Medicare services with associated AUC developed by provider-led entities represent potential candidates for AUC program expansion. Medical specialty societies and health care researchers—including the American Society for Radiation Oncology, the American Society for Clinical Pathology, and researchers at Harvard Medical School—have compiled lists of services considered to be of questionable or low value in certain clinical circumstances. GAO reviewed 36 of these services and found that provider-led entities have developed associated AUC for more than half of them, according to a database of clinical practice guidelines maintained by Agency for Health Research Quality (AHRQ). Specifically, GAO found associated AUC across several service categories, including radiation therapy, clinical pathology, cardiovascular testing and procedures, cancer screenings, diagnostic and preventive testing, and preoperative testing.

Why GAO Did This Study

PAMA required the establishment of a Medicare AUC program for advanced diagnostic imaging services. The Act also included a provision for GAO to report on the extent to which AUC could be used for other Medicare services, such as radiation therapy and clinical diagnostic laboratory services.

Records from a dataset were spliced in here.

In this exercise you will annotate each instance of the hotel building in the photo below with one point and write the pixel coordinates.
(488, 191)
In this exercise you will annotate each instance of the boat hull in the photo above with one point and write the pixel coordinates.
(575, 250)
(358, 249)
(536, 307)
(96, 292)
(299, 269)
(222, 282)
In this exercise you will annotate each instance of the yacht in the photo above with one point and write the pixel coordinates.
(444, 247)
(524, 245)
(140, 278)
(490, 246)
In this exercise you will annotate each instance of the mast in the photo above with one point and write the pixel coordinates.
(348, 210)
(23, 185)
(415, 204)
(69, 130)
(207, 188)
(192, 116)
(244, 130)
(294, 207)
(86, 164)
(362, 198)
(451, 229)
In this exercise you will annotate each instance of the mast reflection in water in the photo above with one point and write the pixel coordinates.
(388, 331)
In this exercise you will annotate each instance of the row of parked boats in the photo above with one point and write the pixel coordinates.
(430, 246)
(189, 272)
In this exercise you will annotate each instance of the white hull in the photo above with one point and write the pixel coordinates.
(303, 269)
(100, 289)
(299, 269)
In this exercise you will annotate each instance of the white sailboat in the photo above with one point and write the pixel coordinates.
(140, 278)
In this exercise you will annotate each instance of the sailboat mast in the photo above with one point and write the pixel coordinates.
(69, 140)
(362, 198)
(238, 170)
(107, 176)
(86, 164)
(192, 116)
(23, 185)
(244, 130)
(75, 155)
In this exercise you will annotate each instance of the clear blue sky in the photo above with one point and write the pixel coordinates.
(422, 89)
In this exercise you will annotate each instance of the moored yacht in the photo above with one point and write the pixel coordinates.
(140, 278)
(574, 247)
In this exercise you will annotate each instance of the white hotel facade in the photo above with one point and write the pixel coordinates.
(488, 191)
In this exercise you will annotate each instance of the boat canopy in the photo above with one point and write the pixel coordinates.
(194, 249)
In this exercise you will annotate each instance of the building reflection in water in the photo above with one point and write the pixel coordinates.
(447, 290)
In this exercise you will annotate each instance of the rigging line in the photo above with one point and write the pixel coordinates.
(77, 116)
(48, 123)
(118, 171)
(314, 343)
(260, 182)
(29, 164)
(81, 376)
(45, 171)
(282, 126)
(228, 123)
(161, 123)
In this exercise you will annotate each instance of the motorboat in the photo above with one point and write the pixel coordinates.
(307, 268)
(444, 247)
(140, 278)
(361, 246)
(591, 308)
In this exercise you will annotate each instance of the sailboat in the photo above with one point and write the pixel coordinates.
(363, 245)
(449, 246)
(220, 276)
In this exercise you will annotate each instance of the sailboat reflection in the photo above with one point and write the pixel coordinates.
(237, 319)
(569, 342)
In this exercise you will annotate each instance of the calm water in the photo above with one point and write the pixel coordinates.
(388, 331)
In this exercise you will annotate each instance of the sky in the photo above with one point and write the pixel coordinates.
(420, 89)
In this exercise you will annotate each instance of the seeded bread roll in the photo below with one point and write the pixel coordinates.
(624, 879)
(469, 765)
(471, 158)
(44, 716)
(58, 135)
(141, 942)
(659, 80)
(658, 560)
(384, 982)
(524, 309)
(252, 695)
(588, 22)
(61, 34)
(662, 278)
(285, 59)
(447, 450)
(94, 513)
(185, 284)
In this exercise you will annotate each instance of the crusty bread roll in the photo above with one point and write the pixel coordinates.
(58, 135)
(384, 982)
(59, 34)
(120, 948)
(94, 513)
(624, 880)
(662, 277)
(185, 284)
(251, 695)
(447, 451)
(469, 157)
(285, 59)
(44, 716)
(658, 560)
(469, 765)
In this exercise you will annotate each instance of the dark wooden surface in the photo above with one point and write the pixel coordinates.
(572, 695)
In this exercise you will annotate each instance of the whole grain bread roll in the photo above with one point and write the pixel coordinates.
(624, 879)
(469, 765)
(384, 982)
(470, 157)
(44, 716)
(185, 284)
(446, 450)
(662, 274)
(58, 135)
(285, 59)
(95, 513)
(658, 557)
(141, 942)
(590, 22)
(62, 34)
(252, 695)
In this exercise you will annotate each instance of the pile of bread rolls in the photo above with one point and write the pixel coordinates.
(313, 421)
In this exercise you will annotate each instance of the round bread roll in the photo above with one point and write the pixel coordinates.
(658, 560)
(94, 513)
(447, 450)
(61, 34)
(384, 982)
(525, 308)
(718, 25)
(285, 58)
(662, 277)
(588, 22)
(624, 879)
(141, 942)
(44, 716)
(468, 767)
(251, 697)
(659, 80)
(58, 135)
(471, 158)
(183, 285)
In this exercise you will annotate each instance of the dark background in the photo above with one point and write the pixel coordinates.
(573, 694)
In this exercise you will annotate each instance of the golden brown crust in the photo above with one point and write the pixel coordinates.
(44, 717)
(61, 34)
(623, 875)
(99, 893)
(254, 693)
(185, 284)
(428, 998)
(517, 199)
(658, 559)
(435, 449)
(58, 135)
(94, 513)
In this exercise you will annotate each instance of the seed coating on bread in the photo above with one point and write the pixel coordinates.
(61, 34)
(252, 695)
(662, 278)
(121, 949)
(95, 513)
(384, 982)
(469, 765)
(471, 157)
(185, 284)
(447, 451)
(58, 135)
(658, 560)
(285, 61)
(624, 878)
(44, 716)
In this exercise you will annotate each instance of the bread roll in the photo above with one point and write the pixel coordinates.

In this report, GAO describes (1) CMS's plans for implementing the imaging AUC program and (2) examples of questionable- or low-value nonimaging services where provider-led entities have developed AUC, among other objectives. GAO reviewed CMS's July 2015 Federal Register notice of proposed rulemaking outlining its initial plans for implementing components of the imaging AUC program and also interviewed CMS and AHRQ officials. To identify services for potential AUC program expansion, GAO focused on 36 nonimaging services deemed to be of questionable or low value as identified by the American Society for Radiation Oncology, the American Society for Clinical Pathology, and a 2014 study by researchers at Harvard Medical School. GAO also examined AHRQ's National Guideline Clearinghouse to determine whether AUC developed by provider-led entities were associated with those 36 services. GAO did not evaluate the extent to which the associated AUC are suitable for program implementation. Also, the resulting set of services is illustrative and not a comprehensive list of candidates for potential AUC program expansion.

HHS provided technical comments on a draft of this report, which were incorporated where appropriate.